The worldwide market for bioinformatics is expected to reach $1.7 billion by 2006, driven by bioinformatic technologies that decrease the time and money required for drug discovery and development. Emerging bioinformatic applications could reduce the cost of drug discovery by 33% and also accelerate the process by 2 years, according to a new Front Line Strategic Market Report entitled Bioinformatics, A Strategic Market Analysis.
Consisting of the content, analysis software, and IT infrastructure provider segments, bioinformatics will grow at a compound annual growth rate (CAGR) of 20%, with the largest growth in the analysis software segment. Large volume data mining and the need for analysis and visualization tools to support complex analysis, such as relationship modeling, will drive the $202 million analysis software segment to grow to $634 million in 2006.
One of the biggest questions facing users of bioinformatics is whether to purchase content or technologies from commercial vendors, or to develop tools in-house to meet the company's specific needs. Front Line estimates that pharmaceutical and biotechnology companies will continue to allocate 60% of their total bioinformatics spending to commercial vendors, totaling $1.1 billion in 2006.
Currently, companies allocate the largest share of their bioinformatics budgets to content, spending $225 million in 2001, and doubling to $445 million in 2006 as the availability of comprehensive and annotated data sets increases. Leading content suppliers include Celera, which provides genome data for DNA sequencing, and Incyte, which provides gene expression data.
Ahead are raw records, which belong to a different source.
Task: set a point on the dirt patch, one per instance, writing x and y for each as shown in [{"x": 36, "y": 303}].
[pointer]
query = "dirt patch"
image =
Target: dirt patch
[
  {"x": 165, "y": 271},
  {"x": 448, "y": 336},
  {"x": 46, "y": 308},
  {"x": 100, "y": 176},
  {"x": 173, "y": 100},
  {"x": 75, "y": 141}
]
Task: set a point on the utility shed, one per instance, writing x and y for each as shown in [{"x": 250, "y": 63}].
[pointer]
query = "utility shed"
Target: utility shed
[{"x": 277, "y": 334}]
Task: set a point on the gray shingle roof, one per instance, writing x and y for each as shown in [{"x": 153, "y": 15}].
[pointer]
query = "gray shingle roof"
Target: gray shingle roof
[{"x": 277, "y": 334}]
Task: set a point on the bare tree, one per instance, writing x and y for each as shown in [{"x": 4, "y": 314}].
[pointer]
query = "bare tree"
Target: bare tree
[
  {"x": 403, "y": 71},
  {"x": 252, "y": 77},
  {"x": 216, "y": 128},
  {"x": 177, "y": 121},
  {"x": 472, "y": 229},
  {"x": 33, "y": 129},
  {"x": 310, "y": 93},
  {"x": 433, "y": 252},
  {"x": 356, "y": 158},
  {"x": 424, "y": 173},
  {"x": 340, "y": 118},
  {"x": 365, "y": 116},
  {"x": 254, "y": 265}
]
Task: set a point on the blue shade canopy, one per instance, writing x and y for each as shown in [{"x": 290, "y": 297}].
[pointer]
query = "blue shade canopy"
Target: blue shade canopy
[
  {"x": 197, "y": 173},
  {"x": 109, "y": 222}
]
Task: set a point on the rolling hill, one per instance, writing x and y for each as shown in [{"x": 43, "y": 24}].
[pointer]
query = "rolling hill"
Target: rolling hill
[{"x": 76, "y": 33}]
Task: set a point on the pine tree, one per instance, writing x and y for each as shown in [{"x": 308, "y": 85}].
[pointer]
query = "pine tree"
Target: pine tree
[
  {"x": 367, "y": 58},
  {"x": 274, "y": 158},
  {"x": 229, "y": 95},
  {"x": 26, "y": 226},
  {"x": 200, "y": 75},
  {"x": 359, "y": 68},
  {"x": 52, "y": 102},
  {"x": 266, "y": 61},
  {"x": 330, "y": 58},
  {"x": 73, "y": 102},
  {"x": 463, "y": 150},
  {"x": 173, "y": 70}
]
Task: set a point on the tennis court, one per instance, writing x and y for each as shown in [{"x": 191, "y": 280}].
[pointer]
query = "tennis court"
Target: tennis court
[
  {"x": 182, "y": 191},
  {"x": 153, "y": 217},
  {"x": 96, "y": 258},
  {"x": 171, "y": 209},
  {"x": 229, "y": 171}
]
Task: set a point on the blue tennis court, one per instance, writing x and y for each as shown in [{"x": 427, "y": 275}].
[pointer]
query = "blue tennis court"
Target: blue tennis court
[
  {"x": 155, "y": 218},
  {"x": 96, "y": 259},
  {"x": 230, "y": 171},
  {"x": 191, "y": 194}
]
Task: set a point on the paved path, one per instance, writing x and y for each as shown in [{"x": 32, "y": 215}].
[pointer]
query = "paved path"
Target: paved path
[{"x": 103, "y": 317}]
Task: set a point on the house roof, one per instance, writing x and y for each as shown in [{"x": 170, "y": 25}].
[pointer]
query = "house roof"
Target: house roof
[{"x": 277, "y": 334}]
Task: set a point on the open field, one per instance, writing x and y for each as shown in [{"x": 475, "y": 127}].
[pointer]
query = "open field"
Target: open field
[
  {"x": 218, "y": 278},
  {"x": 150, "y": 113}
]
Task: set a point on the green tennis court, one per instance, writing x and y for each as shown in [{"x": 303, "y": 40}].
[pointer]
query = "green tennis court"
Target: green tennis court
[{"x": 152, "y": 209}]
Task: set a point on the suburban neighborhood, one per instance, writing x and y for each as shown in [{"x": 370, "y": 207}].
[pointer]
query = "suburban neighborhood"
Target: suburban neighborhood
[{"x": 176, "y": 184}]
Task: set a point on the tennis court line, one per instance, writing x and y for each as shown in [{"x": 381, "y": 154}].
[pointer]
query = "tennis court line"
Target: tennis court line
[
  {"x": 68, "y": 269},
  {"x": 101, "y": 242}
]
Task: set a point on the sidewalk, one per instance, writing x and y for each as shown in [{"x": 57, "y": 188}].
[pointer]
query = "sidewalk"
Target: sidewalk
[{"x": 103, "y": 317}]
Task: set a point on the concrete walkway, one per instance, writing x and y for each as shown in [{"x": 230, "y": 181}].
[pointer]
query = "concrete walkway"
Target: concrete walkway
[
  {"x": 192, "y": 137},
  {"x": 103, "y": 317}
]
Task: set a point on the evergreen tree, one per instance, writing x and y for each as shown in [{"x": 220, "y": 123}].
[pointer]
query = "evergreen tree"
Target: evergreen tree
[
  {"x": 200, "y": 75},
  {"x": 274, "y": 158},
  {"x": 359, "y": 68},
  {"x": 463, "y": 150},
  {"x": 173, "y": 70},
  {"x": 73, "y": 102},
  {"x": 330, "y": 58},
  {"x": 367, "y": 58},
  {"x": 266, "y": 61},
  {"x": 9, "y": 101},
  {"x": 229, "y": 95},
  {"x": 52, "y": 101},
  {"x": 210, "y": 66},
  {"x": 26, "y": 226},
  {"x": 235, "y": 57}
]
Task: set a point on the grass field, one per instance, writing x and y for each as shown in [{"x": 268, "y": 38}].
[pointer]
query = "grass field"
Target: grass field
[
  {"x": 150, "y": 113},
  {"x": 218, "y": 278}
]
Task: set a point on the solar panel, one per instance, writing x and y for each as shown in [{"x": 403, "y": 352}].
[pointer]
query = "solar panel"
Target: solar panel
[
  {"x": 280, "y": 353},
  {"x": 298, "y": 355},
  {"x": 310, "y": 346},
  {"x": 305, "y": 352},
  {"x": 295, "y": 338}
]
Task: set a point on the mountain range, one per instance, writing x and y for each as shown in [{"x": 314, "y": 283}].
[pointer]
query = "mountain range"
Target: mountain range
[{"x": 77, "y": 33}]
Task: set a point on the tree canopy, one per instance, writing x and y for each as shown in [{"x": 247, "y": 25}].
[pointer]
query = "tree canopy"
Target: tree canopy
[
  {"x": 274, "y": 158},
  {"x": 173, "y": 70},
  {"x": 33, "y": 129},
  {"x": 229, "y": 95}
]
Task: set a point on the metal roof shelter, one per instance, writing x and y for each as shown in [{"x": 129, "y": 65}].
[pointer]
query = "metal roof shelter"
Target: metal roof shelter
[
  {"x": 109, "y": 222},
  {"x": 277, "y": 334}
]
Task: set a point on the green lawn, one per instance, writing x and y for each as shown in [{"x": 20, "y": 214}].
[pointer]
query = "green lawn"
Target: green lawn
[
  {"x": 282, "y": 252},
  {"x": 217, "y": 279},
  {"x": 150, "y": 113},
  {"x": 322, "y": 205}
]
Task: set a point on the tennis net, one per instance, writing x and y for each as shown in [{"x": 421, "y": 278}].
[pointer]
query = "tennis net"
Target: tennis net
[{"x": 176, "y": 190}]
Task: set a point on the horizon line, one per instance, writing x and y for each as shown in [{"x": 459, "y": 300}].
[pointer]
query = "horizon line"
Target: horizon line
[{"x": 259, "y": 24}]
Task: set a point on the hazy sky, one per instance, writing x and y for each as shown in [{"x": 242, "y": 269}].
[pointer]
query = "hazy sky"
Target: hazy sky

While genomics currently represents the largest application segment for bioinformatics spending, the most significant growth opportunities are presented in proteomics and pharmacogenomics, which will account for $469 million and $351 million in 2006, respectively. Specifically, proteomics will grow at a 39% CAGR through 2006, given that it is the most direct way of identifying and studying drug targets. In addition, pharmacogenomics will grow at a 38% CAGR, enabling the development of therapeutics tailored to patients' genetic profiles. Tempering the growth will be a lack of standard data formats, the lack of common protocols, and interoperable technologies. This will present a significant barrier for end-users when it comes time to integrate data from various sources.
Nonetheless, pharmaceutical and biotechnology companies will continue to seek tools to aid them in identifying relationships across biological data types. As bioinformatics is more widely applied to discovery and development, end-users will adopt solutions that streamline the access, tracking, interpretation and sharing of data from disparate sources and data types, with minimal impact on resources.